Laxisme et complaisance dans la gestion de la chose publique, effritement de l’autorité de l’Etat, dérives dans la gestion des finances publiques, arrangements politiciens au sommet, influences extérieures excessives … Les tares des régimes démocratiques inquiètent et poussent à une tendance plus totalitariste.
Dans de nombreux pays de la planète et en particulier en Afrique, l’opinion publique semble, depuis plusieurs années, dérouler le tapis rouge à des régimes militaires, pourtant peu protecteur des libertés démocratiques.

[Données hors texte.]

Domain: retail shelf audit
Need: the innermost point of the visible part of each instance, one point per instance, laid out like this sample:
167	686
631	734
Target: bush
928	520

En effet, depuis le discours de La Baule, par lequel le président français d’alors, François Mitterrand encensait la démocratie comme « meilleur système politique », l’intelligentsia mondiale avait pensé avoir définitivement établi un cliché universel. Il s’agit de proclamer que tout système politique qui n’était pas basé sur la démocratie n’était pas défendable. Il doit subir des coups de boutoir des peuples pour s’enduire du parfum étiquette « régime démocratique ». C’est ainsi que la France, chantre de cette pensée, avait décidé, en 1990, de conditionner ses aides aux Etats qu’elle dominait, à « l’ouverture démocratique ».

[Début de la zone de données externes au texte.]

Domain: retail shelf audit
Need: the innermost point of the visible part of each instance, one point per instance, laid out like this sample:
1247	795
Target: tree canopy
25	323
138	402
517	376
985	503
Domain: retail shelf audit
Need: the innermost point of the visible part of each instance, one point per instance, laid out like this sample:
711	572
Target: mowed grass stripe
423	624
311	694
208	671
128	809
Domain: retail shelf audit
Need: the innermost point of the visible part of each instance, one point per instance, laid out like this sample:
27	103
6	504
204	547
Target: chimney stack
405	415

Mais, ces changements n’ont pas enregistré les succès escomptés, puisque de nombreux pays ont simplement enregistré une euphorie plutôt déstabilisatrice. Ce qui a conduit à de mauvaises compréhensions des conquêtes comme le pluralisme politique, les libertés fondamentales, la promotion et la défense des droits de l’homme avec comme conséquence l’affaiblissement de l’autorité de l’Etat. Toutes ces jubilations et exagérations vont entrainer des revers, dont la mauvaise gouvernance avec la propension à la corruption, au laisser aller, au démantèlement des outils de défense, etc.
Et, ce sont les années 2000-2010 qui vont sonner le réveil brutal comme pour un retour à la case départ. D’où des insurrections, des mutineries militaires ayant renversé certains régimes dits démocratiques, des troubles politiques divers, etc. Ces changements de retour de la manivelle sont marqués au Rwanda par l’arrivée de Paul Kagamé au pouvoir, le retour de Dénis Sassou N’Guesso au Congo-Brazzaville, etc. Ce vent de l’Est se poursuivra avec les coups d’Etat d’Assimi Goïta au Mali, Damiba, puis Ibrahim Traoré au Burkina Faso, Mamadi Doumbouya en Guinée.

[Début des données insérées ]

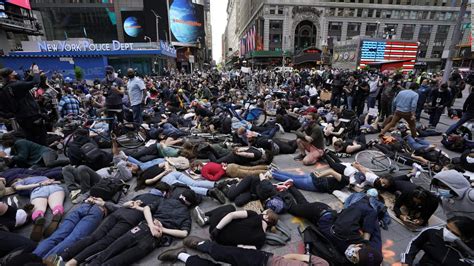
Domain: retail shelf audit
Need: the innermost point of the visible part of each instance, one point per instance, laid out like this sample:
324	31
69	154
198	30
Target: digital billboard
20	3
160	8
133	26
186	22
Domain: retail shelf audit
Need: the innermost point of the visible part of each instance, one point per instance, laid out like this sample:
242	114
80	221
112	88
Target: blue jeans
417	144
137	111
77	224
371	101
464	118
199	186
436	115
145	165
349	101
304	182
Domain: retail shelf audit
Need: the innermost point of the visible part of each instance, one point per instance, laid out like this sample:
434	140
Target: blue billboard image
131	27
186	21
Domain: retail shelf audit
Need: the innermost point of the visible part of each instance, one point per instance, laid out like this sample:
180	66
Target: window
371	29
335	30
280	10
276	34
407	32
353	29
370	13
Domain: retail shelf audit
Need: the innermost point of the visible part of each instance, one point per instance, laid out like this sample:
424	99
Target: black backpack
7	102
108	189
320	246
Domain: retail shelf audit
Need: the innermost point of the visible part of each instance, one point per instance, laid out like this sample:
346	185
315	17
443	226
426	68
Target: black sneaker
171	254
193	241
299	157
199	216
216	194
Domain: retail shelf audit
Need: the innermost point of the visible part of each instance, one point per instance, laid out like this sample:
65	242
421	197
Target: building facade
17	23
289	27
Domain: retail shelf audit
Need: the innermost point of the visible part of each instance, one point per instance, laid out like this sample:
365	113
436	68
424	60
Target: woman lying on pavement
234	255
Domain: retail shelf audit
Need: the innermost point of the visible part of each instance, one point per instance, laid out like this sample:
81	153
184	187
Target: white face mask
448	236
351	253
20	217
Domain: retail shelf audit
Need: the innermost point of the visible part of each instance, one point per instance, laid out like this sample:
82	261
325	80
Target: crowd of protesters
321	116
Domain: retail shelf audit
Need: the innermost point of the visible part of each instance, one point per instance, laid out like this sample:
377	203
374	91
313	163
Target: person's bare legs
329	172
298	257
40	204
56	199
392	123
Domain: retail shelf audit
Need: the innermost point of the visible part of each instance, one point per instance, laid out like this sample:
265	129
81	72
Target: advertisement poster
186	22
133	26
160	8
20	3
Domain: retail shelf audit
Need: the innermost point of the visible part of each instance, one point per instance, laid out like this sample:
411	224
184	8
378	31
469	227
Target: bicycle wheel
375	161
256	116
131	135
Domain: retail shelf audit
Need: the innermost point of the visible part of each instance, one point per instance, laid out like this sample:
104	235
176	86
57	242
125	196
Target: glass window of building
370	13
335	30
280	10
305	35
370	29
276	34
353	29
407	32
95	23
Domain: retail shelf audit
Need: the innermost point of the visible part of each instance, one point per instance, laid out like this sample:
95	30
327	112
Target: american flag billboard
388	51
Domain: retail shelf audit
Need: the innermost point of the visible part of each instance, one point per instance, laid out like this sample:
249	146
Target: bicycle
255	115
130	135
375	161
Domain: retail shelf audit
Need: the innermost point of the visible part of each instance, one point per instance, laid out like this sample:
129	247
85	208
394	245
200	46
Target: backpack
320	246
8	105
108	189
279	236
180	163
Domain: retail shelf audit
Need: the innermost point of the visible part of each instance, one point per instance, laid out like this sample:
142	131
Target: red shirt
212	171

Tous ces régimes prônent la rupture avec le système démocratique précédent fondé sur une sorte de clientélisme politique, la soumission outrancière à la politique française, la faiblesse des moyens de défense de l’Etat, l’impunité, etc. Ce qui fait poser la question de savoir si les insuffisances du système démocratique doivent incliner à préférer le totalitarisme militaire. Les régimes d’exception ou régimes militaires au Mali et dans les pays voisins sont-ils à soutenir pour des lendemains meilleurs de la gouvernance ? Les observateurs semblent opter pour une réponse affirmative, du fait des signaux plutôt porteurs.
A priori, les régimes militaires s’inscrivent dans une réduction des espaces de libertés démocratiques. Ce qui contraint les populations à plus de retenues dans les prises de positions publiques et politiques. Cela dope les réflexes régaliens de l’Etat, puissance publique dans son rôle de protecteur et défenseur de l’intérêt général. Et tout le monde s’accorde à reconnaître que nos jeunes Etats doivent être plus forts à travers des « institutions fortes ». C’est cette option qui a fait le succès de la gouvernance d’un certain Paul Kagamé au Rwanda, pays classé parmi les meilleurs (au plan du progrès socio-économique), malgré son penchant vers la dictature. Idem pour des pays comme l’Egypte, le Nigéria, l’Afrique du Sud, l’Algérie, le Maroc, la Tunisie, qui ont tous, vaille que vaille, mis en place des système politiques innovants donnant la primauté de l’autorité à la puissance publique.
C’est pourquoi, pour des raisons d’Etat ou dans le but de garantir l’intérêt général, les libertés démocratiques peuvent être réduites ou limitées, afin de hisser l’Etat sur des bases du succès collectif. S’y ajoute que les systèmes démocratiques ont péché par leur négligence à l’égard des forces armées. Or, le contexte de crise sécuritaire est venu rappeler cette défaillance gravissime.
Et c’est cela qui poussent certains observateurs à jeter des fleurs aux pouvoirs militaires ou à appeler au règne de la dictature pure et dure pour assainir la gouvernance de nos pays. Car, assurent-ils, nos pays ont plus besoin de se développer à travers une mise au pas des populations, plus préoccupées par leur bien-être collectif (santé, école, logements, emplois, etc) que par autre chose.